When time permits I try to integrate this conviction in my teaching, start from every-day experience or deep philosophical questions to develop abstract formalism, and try to spark the creativity to adopt this formalism in new and unexpected contexts.
Courses I have taught include
Physics I-IV (Classical Mechanics,
Basics of Thermodynamics and Statistical Mechanics, Special Relativity,
Electrodynamics, Analytic Mechanics, Quantum Mechanics),
the Mathematics Introductory course,
Theoretical Physics I & II, Advanced Quantum Mechanics, Introduction to
Particle Theory, General Relativity, Cosmology, Particle Physics
beyond the Standard Model, and Quantum Information.
I typically teach one or two lectures and one seminar per semester.

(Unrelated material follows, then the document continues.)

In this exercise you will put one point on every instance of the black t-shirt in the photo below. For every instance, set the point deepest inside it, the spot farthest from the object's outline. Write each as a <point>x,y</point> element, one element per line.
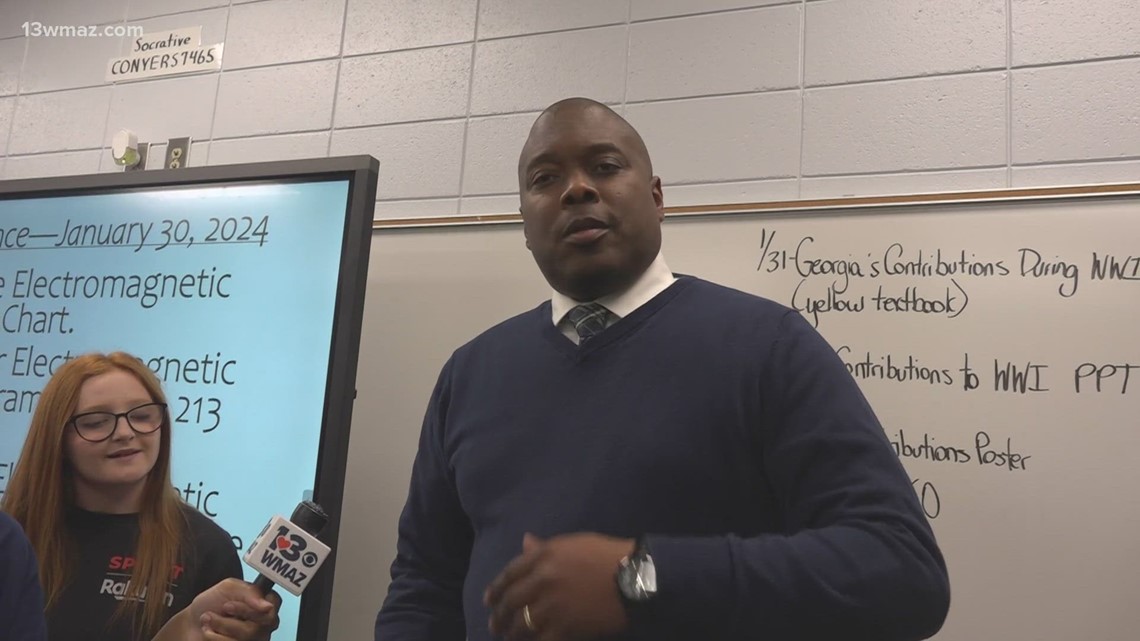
<point>106,553</point>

In the upcoming winter term 2024/2025 I will give the lecture "Introduction to
Elementary Particle Theory".
During summer terms, I offer the
"Neutrinos and Cosmology seminar"
where we discuss recent research publications in these fields.

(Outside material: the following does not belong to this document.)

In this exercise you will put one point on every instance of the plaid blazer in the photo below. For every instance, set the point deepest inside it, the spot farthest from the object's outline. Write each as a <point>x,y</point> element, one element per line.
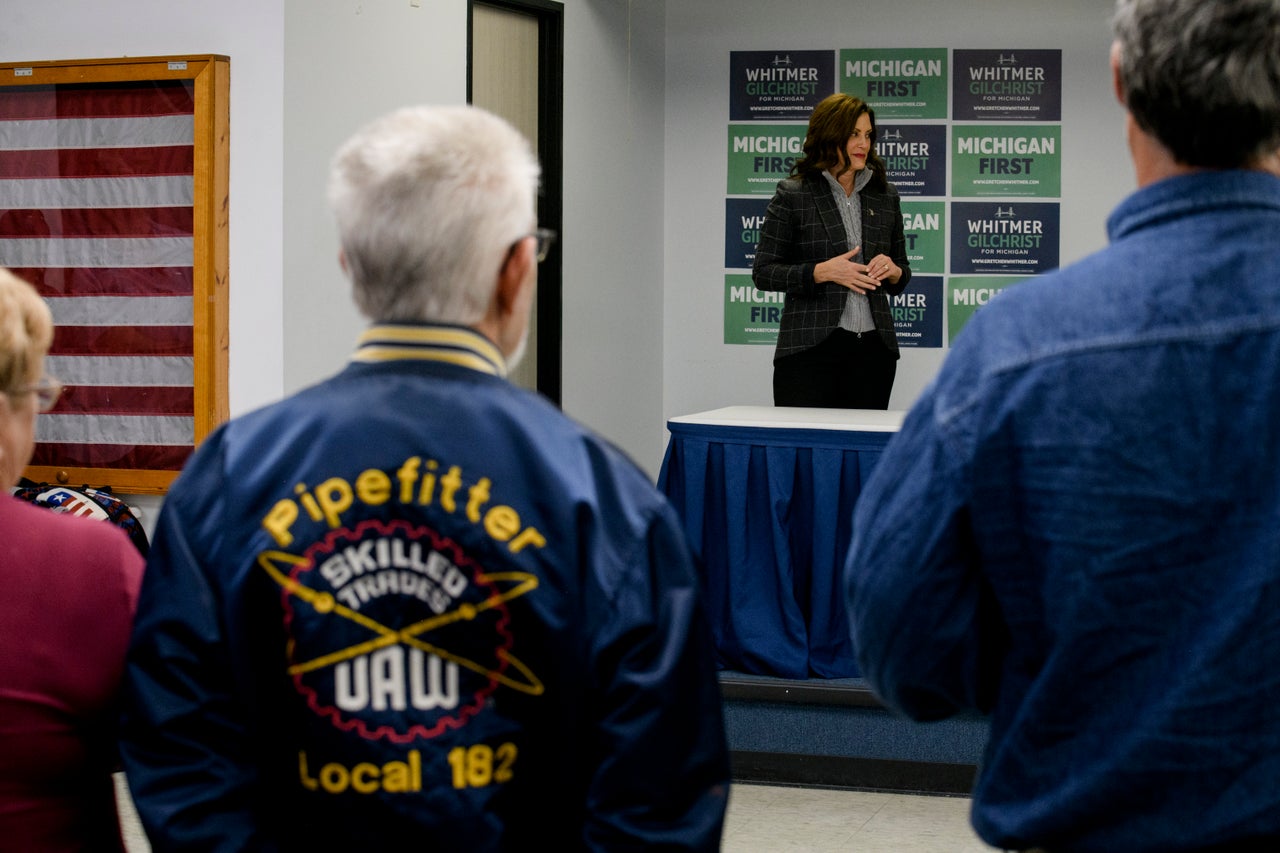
<point>801,229</point>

During winter terms, I offer the
"Big Questions Seminar"
where we discuss more fundamental problems
that are usually left out in the standard curriculum, including "What's the correct interpretation
of Quantum Mechanics?", "What are Space and Time?", "How are Matter and Information Related?",
"Universe versus Multiverse", "What's the Physics of Consciousness?" or "What is Fundamental?".